I leaned against his side, breathing out a laugh through my nose. “Hardly. It’s just that I don’t know what to do, and I don’t understand any of this. How could she be just gone, Jovan? Who is she, really? Or who was she, I suppose. I don’t even know how to say it.”

He gave a labored sigh. “I always wondered when you’d finally ask me that. Surprised you never did before, with that auger of a mind of yours. And I wish I had something to give you.”

“But you don’t?”

“She never did tell me where she came from,” he said, hiking up his sharp-creased trousers as he leaned back against the wall. One of his socks had a hole in the ankle, above his fur-lined slipper; it snagged at my heart. “I found her outside the gallery one night, high summer.

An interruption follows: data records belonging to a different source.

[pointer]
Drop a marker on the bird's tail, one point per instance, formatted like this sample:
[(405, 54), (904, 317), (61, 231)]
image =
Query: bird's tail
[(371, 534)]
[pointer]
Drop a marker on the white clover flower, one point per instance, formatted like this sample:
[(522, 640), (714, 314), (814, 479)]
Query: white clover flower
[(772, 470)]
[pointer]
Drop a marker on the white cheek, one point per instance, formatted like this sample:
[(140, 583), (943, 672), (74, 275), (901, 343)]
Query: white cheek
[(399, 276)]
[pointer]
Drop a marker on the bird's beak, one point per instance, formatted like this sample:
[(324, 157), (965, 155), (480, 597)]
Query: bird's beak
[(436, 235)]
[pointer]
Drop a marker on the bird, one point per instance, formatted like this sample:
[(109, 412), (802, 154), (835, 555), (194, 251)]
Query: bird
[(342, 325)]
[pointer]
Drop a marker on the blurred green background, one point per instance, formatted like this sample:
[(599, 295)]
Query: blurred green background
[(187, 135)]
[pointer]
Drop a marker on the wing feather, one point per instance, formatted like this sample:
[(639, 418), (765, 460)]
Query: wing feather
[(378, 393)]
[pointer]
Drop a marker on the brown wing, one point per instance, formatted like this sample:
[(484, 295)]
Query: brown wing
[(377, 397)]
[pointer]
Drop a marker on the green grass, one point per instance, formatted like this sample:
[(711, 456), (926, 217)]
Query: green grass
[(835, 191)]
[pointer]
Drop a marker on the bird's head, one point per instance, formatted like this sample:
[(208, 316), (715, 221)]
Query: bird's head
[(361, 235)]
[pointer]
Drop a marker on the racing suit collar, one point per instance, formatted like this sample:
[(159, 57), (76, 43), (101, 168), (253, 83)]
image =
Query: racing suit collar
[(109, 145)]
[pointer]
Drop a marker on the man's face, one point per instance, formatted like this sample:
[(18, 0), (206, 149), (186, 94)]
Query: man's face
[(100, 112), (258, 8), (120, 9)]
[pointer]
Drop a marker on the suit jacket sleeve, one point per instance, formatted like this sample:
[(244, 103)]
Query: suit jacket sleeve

July, near eighteen years ago. She was sitting on the ground, slumped against the glass like a beggar, but she was wearing the finest dress, white and black. I remember it shimmered in the dark, and all that wild hair of hers was down.”

I could hear the echo of old longing in his voice. If he thought of Mama as his daughter now, he hadn’t always. And all those gifts he’d made for her over the years looked different to me now, too. Tokens of another kind of love.

“Even run ragged as she was,” he went on, “she looked like art herself.”